CERF GP Corp., the general partner of Canadian Equipment Rental Fund Limited Partnership, is pleased to report the results for the second quarter ended Sept. 30, 2005.

The three months ended Sept. 30, 2005 represent the first quarter of operations as a limited partnership since Edmonton, Alberta-based 4-Way Equipment Rentals Ltd. reorganized to become Canadian Equipment Rental Fund, a public limited partnership. To reflect this continuity the comparative periods presented prior to June 23, 2005 are those of 4-Way, which had a 2004 year end of April 30, therefore the comparative quarters are the three months ended July 31, 2004, Oct. 31, 2004 and Jan. 31, 2005. Net income for the quarter was $153,266 and $254,355 for the six months that ended. This represents basic earnings per unit of $0.049 for the three months and $0.096 for the six month period.

"Our success this quarter has been accomplished through our focus on improved utilization and expanding our rental fleet,” said Wayne Wadley, president of Canadian Equipment Rental Fund. “The fact that sales for the quarter ended Sept. 30, 2005 exceeded sales for the quarter ended Oct. 31, 2004 and that net income for the current quarter were almost equal to those of the 2004 quarter is a great achievement and represents a significant increase in sales volume while controlling costs.
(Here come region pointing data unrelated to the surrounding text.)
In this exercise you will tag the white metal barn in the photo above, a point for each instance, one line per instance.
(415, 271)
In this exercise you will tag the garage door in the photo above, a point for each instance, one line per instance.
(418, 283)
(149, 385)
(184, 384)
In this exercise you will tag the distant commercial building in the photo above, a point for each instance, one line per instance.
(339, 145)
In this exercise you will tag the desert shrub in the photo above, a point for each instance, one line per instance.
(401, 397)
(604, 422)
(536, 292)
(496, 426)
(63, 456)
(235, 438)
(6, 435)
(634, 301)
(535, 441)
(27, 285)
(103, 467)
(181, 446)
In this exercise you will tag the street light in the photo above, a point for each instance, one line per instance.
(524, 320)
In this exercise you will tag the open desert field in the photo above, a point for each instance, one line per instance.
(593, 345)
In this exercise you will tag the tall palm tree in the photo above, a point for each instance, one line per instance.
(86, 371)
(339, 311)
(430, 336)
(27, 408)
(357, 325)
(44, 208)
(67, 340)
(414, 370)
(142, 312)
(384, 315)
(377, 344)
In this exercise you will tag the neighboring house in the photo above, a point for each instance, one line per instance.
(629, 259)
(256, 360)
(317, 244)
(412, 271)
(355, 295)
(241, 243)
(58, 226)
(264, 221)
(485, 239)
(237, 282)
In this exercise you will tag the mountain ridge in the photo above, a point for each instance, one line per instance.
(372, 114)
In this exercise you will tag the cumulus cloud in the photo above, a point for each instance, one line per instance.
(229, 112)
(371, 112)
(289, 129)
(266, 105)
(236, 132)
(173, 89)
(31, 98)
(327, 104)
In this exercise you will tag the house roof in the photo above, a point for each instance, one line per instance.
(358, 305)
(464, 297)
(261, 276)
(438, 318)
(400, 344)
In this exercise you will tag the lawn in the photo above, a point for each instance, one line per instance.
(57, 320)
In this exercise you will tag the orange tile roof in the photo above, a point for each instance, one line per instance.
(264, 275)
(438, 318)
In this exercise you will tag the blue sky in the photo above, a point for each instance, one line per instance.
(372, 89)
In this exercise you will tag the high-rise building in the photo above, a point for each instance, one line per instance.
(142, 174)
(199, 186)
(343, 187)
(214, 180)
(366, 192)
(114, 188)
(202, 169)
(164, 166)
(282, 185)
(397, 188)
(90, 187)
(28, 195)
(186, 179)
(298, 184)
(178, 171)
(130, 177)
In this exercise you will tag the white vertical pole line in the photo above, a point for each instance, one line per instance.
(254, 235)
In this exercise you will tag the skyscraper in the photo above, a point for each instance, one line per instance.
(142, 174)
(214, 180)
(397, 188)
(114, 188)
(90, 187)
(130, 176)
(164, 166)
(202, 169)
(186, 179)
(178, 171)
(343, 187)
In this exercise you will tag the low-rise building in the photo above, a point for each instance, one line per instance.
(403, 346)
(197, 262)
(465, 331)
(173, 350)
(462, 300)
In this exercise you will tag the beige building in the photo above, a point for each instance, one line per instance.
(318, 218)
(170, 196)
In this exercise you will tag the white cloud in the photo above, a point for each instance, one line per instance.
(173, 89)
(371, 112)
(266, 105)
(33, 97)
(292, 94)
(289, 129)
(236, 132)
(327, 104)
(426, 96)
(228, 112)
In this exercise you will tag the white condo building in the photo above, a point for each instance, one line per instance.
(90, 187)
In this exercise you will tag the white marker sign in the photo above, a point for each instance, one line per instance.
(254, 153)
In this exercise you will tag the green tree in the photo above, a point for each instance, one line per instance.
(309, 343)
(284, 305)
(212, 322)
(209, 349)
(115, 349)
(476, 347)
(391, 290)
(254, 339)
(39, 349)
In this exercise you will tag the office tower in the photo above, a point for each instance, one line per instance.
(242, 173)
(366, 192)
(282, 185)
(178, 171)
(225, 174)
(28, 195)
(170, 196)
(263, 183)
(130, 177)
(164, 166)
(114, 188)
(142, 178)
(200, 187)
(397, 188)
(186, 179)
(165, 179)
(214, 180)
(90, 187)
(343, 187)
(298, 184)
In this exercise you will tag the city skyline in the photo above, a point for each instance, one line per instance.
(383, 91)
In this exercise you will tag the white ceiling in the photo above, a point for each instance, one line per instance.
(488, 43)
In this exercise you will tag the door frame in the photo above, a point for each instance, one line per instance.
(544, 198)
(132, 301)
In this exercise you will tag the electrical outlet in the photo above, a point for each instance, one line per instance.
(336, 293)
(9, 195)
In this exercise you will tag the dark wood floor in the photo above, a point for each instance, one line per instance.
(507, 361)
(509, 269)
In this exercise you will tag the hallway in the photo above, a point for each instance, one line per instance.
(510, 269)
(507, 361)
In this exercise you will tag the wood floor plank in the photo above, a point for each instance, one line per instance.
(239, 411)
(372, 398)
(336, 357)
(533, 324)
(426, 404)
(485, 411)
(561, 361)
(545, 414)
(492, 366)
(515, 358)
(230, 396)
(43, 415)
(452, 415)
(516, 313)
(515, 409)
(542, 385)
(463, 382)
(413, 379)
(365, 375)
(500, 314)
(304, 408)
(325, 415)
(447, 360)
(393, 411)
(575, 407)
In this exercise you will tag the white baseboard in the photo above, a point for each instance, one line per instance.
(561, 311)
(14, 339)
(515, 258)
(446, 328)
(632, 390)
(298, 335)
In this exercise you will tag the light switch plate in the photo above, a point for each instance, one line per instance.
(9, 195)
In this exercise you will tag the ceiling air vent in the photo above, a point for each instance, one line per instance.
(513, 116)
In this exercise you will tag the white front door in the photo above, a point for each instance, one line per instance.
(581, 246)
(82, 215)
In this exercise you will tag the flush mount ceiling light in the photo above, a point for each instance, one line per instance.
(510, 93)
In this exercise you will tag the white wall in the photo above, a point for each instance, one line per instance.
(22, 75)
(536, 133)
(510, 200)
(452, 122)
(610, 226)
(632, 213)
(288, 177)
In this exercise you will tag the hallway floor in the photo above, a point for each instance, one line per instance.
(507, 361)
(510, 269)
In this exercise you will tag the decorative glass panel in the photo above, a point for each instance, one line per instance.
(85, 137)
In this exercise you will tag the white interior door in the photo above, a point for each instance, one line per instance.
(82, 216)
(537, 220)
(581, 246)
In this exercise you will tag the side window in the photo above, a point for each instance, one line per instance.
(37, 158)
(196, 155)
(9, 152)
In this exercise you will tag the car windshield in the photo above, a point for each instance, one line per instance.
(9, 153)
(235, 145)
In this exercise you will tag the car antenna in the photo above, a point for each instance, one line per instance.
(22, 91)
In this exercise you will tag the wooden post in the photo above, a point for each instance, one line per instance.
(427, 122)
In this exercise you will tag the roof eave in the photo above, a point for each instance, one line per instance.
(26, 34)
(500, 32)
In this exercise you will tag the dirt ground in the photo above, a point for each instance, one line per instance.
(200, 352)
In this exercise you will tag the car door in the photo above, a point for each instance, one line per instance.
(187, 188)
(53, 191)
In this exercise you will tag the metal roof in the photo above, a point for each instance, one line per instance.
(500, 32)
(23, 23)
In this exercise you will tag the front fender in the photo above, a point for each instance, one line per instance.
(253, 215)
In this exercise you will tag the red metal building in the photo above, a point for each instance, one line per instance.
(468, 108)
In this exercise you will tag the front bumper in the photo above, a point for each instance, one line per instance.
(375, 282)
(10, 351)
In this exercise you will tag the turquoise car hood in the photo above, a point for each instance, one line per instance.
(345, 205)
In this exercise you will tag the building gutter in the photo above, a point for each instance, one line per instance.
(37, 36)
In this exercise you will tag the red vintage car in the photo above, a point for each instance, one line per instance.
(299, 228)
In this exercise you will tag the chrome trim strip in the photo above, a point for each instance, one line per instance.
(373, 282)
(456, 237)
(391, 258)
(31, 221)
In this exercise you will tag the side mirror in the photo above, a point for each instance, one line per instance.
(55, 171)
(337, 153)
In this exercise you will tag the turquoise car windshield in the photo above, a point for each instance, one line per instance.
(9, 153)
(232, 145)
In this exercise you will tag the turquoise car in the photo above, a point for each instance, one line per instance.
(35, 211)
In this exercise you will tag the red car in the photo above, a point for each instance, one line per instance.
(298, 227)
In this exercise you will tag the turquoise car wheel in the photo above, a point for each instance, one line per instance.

Demand for rental equipment in the construction and industrial sectors continues to be strong heading into the winter season, company officials said. Equipment shortages in key areas remain prevalent as renovation and new construction contractors in the residential, commercial, and light industrial sectors attempt to complete projects before the colder weather arrives. The industrial maintenance sector was busy this quarter as maintenance contractors struggled to meet tight plant maintenance schedules. Many of the plants that had put their maintenance projects on hold in latter 2003 and 2004 have begun to execute their maintenance schedules putting a strain on refractory companies. The seasonally warm weather helped many customers complete projects ahead of schedule and rent equipment longer than anticipated.

The company also said that recent economic forecasts for its Alberta trading area indicated demand will continue to grow with new projects coming online in the Fort McMurray region and throughout northern Alberta. Edmonton continues to be the hub of manufacturing and service sectors that support conventional oil and gas drilling and the development of the oil sands.